REINVENTAR O REGRESSO

Era Março quando as portas se fecharam, quando o mundo se tornou mais pequeno externamente, mas tão maior internamente.

As ruas ficaram maiores, as filas de transito desapareceram e o tempo gerou tempo para estar e para ser.

A ameaça de uma doença tornou-nos vulneráveis e provocou-nos a necessidade de nos protegermos.

Emergiu em nós a noção de não controlo sobre o que estava a acontecer e consequentemente, o medo ganhou o primeiro lugar na competição das emoções mais presentes neste caminho de incerteza.

É Junho e somos convidados a abrir as portas!

As ruas começam a vestir-se de cor e de gente. O cheiro da natureza mistura-se com os cheiros da rotina, cheiros de gente, cheiros de antes, cheiros de agora…

É Junho, passou metade do ano e connosco reside uma inquilina não desejada: a sensação de não termos vivido. Sente isso?

Convido-o a olhar para o fechar de portas a que fomos expostos, como uma janela de oportunidade para apreciar o essencial.

A vida é uma sucessão de acontecimentos, um malabarismo entre o bom e o mau. Contudo, não existem emoções boas ou más. Existem apenas emoções que nos impelem a agir de diferente forma. O medo sentido nestes tempos Covid, tem sido, sem dúvida, uma emoção adaptativa que nos tem permitido equilibrar e viver esta panóplia de emoções.

É no encontro do equilíbrio para continuar a caminhar, que serve de consolo a impotência que nos é inerente e a resiliência para continuar a olhar para a frente.

Perante o convite de abertura de portas, ecoam certamente, um misto de pensamentos e emoções dentro de si. Por um lado, a vontade de voltar, voltar a algo mais parecido com o antes, por outro lado, o receio desta nova realidade e ainda a tristeza de deixar as rotinas que se instalaram nestes mais de dois meses. Digo tristeza, pois, primeiro estranhamos o desconhecido e resistimos, mas depois adaptamo-nos e reinventamos rotinas, tornando o desconforto num momento confortável. Quando as emoções se tornavam adaptativas, fomos convidados a sair novamente da nossa zona de conforto.
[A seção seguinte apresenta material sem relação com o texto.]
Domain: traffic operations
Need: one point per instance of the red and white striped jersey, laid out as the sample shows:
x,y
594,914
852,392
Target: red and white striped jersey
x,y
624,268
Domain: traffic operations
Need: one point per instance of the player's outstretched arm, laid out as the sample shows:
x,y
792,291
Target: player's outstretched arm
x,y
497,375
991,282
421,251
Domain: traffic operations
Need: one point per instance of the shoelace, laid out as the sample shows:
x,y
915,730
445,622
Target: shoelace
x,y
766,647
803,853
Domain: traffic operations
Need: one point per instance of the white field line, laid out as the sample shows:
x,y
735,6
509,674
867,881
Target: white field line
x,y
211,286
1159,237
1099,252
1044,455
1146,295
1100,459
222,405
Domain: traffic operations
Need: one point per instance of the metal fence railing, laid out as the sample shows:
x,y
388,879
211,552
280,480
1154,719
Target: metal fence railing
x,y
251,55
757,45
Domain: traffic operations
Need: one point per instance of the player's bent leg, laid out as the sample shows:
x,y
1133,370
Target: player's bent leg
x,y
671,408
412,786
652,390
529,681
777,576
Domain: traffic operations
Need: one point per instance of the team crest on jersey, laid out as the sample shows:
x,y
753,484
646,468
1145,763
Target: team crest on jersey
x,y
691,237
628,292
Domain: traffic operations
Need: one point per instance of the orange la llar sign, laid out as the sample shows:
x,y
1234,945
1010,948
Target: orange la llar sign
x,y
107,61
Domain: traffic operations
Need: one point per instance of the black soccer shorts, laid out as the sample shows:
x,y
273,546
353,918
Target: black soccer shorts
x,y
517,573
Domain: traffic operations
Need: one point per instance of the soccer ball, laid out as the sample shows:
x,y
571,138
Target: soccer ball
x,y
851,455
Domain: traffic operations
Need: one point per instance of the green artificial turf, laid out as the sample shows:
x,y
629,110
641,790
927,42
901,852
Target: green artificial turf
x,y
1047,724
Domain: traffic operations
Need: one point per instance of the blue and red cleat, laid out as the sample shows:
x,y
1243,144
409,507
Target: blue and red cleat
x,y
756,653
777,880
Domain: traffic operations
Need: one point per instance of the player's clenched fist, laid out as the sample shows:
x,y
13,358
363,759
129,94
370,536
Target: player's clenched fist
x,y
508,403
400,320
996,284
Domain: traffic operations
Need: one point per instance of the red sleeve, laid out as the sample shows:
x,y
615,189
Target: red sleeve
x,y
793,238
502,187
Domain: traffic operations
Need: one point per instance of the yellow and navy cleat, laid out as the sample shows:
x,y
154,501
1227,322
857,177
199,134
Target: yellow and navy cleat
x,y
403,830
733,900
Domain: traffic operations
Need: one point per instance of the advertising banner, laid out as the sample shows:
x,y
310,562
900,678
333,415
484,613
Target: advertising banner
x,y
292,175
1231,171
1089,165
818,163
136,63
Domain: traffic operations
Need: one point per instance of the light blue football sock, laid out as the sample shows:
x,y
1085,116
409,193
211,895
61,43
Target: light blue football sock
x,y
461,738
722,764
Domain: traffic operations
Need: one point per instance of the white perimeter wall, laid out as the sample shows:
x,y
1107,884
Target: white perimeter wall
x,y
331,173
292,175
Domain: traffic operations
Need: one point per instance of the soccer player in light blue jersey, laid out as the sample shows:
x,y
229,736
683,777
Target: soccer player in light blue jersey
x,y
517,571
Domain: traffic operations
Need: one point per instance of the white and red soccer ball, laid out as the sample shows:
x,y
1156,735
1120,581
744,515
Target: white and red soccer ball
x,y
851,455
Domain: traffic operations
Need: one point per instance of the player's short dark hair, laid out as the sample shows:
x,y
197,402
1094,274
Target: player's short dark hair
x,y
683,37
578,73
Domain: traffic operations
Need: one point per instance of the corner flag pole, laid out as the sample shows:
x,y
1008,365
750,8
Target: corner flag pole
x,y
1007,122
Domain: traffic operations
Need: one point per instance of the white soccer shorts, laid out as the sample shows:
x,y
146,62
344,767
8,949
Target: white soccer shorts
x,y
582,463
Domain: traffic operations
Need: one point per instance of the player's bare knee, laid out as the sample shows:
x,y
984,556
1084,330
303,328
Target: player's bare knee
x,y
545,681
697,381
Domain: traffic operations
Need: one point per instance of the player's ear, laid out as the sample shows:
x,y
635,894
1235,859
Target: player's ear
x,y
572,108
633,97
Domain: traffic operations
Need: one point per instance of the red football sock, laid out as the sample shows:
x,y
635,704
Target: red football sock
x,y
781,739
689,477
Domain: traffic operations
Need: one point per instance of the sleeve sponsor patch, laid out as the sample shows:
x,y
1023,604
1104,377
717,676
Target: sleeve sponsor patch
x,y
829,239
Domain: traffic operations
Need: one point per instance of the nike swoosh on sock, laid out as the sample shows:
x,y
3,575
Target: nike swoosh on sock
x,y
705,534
É Junho e somos chamados a regressar.

Somos impelidos a fechar um ciclo e a iniciar uma nova caminhada. Uma caminhada que certamente trará obstáculos, nem que sejam, as emoções ao lidar com o desconhecido e a incerteza.
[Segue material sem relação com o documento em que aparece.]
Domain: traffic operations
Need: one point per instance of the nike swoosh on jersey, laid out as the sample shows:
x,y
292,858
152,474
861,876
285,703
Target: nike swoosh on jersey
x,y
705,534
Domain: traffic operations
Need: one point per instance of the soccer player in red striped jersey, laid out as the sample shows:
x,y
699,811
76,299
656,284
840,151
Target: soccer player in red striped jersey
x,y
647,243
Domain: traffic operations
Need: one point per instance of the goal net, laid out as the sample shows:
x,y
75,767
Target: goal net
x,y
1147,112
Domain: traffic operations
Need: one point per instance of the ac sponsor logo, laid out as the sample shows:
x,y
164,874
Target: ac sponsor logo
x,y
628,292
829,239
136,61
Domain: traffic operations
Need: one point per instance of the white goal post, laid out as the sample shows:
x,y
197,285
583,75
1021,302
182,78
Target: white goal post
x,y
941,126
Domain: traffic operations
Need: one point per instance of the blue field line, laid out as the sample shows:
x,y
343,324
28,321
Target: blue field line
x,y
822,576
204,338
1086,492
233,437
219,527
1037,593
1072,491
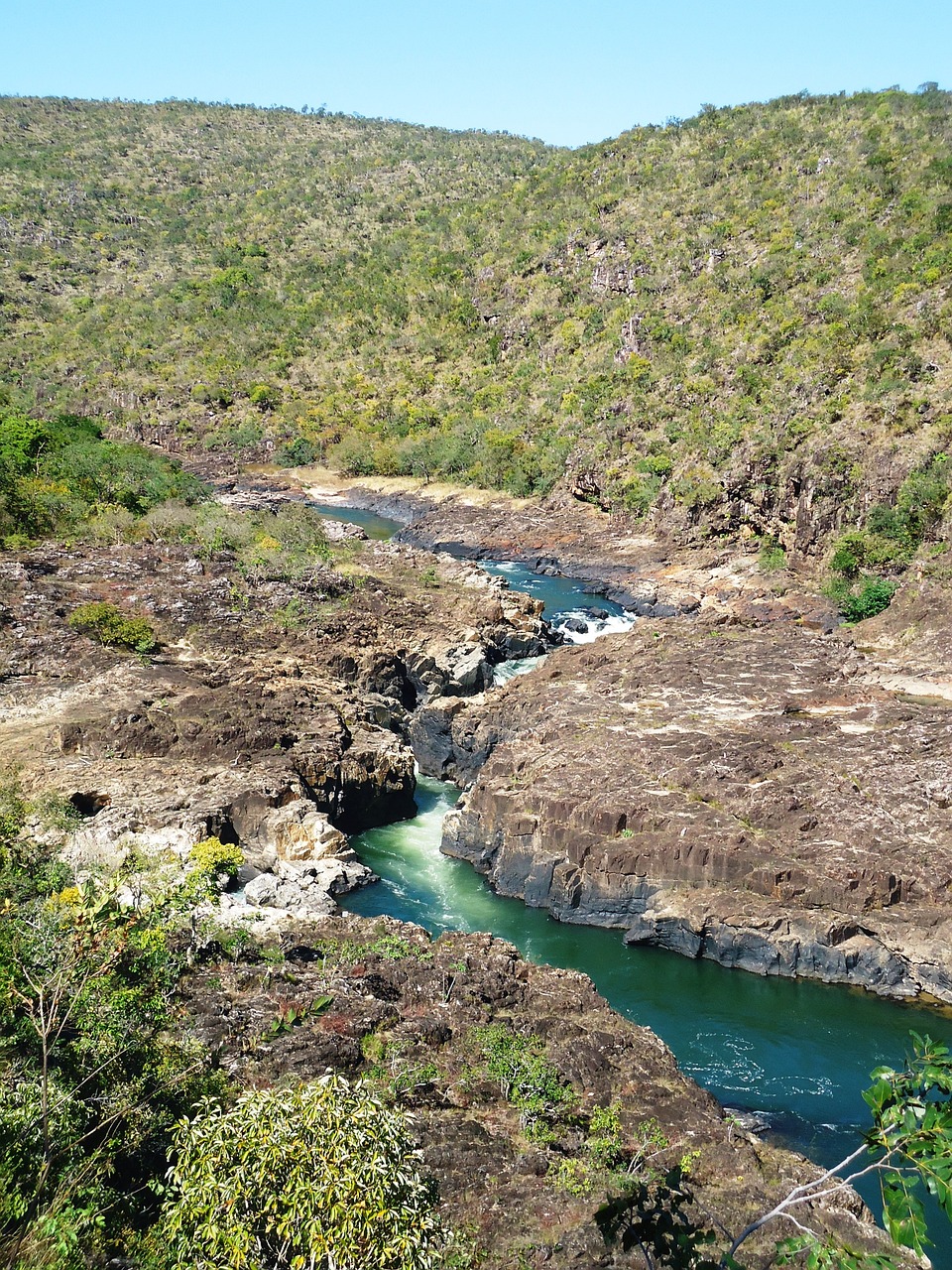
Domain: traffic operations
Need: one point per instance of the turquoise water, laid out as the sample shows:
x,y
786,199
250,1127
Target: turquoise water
x,y
375,526
560,595
794,1051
Convido-o a interiorizar que não importam os obstáculos e as dificuldades que nos surgem, mas sim a forma como os ultrapassamos.
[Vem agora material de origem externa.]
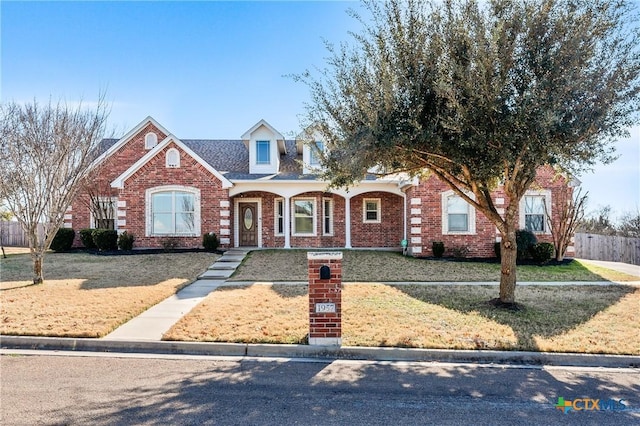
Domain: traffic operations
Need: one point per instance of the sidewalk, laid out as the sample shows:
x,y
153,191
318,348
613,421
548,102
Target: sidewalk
x,y
143,333
154,322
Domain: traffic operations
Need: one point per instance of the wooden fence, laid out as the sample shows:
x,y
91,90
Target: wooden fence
x,y
608,247
14,236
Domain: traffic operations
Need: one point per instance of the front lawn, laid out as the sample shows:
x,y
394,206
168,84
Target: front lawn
x,y
380,266
86,295
587,319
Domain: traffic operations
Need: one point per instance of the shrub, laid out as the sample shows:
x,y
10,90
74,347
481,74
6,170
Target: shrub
x,y
86,236
105,239
438,248
63,239
461,251
169,244
125,241
525,240
210,241
542,252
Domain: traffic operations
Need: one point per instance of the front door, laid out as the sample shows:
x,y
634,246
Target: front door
x,y
248,228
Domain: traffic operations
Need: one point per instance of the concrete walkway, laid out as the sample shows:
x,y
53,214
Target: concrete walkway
x,y
154,322
157,320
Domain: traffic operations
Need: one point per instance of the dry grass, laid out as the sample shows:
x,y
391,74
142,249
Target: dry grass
x,y
585,319
86,295
377,266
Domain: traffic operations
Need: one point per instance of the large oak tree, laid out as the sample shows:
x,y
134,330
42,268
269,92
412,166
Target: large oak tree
x,y
481,94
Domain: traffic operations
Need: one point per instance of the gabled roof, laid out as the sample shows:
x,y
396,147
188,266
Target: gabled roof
x,y
279,138
119,181
112,147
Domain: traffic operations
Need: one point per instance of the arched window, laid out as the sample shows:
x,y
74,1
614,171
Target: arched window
x,y
172,158
150,140
173,210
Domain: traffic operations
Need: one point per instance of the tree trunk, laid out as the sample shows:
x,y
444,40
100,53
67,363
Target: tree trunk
x,y
37,269
508,256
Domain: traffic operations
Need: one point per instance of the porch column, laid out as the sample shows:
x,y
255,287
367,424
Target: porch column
x,y
287,222
347,222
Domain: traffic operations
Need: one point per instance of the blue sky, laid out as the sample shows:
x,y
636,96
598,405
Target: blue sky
x,y
204,69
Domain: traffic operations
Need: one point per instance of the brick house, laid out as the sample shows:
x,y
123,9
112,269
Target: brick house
x,y
260,191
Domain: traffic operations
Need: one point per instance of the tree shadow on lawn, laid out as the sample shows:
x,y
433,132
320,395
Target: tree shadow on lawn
x,y
102,272
261,392
543,311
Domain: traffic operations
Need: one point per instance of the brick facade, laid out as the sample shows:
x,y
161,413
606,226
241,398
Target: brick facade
x,y
422,225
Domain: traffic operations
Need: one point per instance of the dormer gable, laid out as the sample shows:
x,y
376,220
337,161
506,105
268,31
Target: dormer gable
x,y
148,131
265,145
312,145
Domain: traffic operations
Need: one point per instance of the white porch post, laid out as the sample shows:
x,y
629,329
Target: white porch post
x,y
287,224
347,222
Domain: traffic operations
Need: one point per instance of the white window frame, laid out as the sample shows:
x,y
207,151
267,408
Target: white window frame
x,y
546,195
327,215
471,214
378,210
278,202
114,201
172,164
295,232
150,140
315,149
171,188
258,143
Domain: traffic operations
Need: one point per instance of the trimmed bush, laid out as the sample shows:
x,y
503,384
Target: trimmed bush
x,y
438,248
63,239
105,239
210,241
125,241
86,236
170,244
525,240
542,252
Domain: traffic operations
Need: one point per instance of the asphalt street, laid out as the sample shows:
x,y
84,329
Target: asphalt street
x,y
46,388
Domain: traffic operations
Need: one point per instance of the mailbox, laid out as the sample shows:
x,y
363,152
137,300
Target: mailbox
x,y
325,272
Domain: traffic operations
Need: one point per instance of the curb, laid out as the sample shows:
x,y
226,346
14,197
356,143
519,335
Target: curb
x,y
320,352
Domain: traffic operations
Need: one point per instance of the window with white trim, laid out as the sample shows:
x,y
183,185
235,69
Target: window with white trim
x,y
150,140
263,152
304,218
458,216
534,215
173,211
371,210
279,216
314,153
327,216
103,213
172,158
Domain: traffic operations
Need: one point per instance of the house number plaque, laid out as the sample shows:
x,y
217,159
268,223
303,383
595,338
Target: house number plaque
x,y
325,308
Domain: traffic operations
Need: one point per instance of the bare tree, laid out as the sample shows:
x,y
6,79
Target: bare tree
x,y
570,213
45,151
Vamos fazer deste recomeço, um barómetro de evolução pessoal.

Que possamos integrar no nosso dia a dia, hábitos de bem-estar que nos reduzam as sintomatologias associadas ao medo. Que possamos passar mais tempo a olhar para dentro e avançar nesta jornada de autoconhecimento que nos permite evoluir. Que possamos ter mais tempo para o que realmente importa: as relações.

Deixo-vos a sugestão de uma prática diária de meditação, que poderá tornar-se o abraço pessoal que devolve algum conforto bem como o momento de autodescoberta.

Os recomeços serão sempre uma oportunidade de evolução. No momento não aceitamos nem entendemos alguma dor que possamos sentir nem a adversidade, mas depois… Depois percebemos a importância da reinvenção de nós e do mundo que conhecemos.

Para este regresso, também vos convido a refletir sobre as seguintes questões:

* Como avalia esta mudança obrigatória na sua vida?

* Quais as maiores dificuldades que sentiu?

* O que foi agradável?

* Vai sentir saudades de: __________________________

* Aprendeu que: ________________________________

* Gostava que as novas rotinas incluíssem: ____________________________

* Sente gratidão por: _________________________

Termino com um lembrete: A maior capacidade de adaptação ao “regresso”, reside nas escolhas que fazemos diariamente face aos pensamentos e emoções que experienciamos. Não reside em nós o poder de controlar o que acontece à nossa volta nem fazemos futurologia. Mas temos controlo sobre o que escolhemos “ruminar”. É necessário criar e preservar hábitos de autocuidado e gerir da melhor forma as emoções que nos assolam pelo que não controlamos. Com consciência, momento a momento, de cada emoção e pensamento.

Desejo-vos um regresso reinventado de oportunidades felizes.